“A woman without a teamster ought not to place others in jeopardy,” one man said.

  “You have a breakdown and it will slow the rest of us, not having any man to help you right away like,” Antone told her.

  Even Jed had shrugged his shoulders as if to say, “What can I do?”

  Well, what could he do or should he do? Nothing, she decided. She would keep to her own fire at night from here on in. She would cook for herself and not depend on Betha to feed her. She would handle the stock and harness and, yes, make repairs as well. She would be alone in her spirit. She needed no one. She'd already learned that by giving away all that she'd loved. She could even defend herself if necessary, though she doubted the attacks would come from Indians. That she had learned too.

  Relief fluttered at Tipton's edges. That Martin woman had been told to bring up drag. Every day she'd bite the dust of others. The men assured the woman that they would not let any harm come to her, but they didn't want Ruth in the middle where her broken wheels or split tongue or lame animal would hold them up while they tried to find someone to make repairs.

  “Got to hit Laramie by June 15. Can't afford delays.” That's what they always said. “Can't afford delays” as though speed were a commodity, something you could purchase at her father's Cass-ville store.

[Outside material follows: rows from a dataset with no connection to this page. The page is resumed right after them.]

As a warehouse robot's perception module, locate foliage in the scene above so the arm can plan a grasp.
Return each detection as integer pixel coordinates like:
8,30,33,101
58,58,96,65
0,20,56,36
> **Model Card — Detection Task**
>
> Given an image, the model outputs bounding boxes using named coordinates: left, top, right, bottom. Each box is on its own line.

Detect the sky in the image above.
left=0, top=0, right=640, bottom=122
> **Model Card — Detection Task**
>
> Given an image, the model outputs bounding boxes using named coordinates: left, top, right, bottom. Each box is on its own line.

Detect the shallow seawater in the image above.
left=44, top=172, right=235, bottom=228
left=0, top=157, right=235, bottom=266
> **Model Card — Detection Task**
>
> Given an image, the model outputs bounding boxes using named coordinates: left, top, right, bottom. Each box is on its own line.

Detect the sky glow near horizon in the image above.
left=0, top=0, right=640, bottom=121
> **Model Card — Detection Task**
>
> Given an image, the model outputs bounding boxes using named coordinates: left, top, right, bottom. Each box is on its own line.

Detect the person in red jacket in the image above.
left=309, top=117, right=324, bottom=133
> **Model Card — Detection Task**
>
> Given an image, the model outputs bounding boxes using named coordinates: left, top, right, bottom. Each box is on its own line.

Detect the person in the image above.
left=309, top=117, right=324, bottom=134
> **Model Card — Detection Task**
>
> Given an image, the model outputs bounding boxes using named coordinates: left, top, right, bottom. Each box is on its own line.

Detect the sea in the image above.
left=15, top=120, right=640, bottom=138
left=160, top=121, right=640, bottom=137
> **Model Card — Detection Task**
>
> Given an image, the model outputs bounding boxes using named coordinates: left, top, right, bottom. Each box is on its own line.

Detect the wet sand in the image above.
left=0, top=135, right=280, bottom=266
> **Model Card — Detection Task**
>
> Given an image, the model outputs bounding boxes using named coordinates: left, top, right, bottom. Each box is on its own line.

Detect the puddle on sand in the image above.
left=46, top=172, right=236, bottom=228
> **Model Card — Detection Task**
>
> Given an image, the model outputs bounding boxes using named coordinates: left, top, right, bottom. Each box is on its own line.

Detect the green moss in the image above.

  Ruth Martin in the back, isolated. That would keep that full smile of hers polished with dirt stuck between her teeth. It put one potential problem in its place, leaving Tipton free to work on the larger one: convincing her father of their need to head to Oregon since Tyrell was going there, or convincing Tyrell to head south—without the Bacons.

  The men had determined Ruth could run her stock in with theirs. “That's only right,” her brother defended. “She got this far with them. I'll call ‘em mine if need be, ‘til we get to Oregon. Horses are hers, though. If we have losses, stampedes and such, she can't gather up her own. Got to help each other when it comes to that. We'd do it for anyone.”

  Ruth hated accepting anything from them. But Jed was right. She wouldn't be able to herd them alone and bring the wagon too, and she needed the wagon for the grain. The horses couldn't make it without the grain. Mules, yes; fine horses, no.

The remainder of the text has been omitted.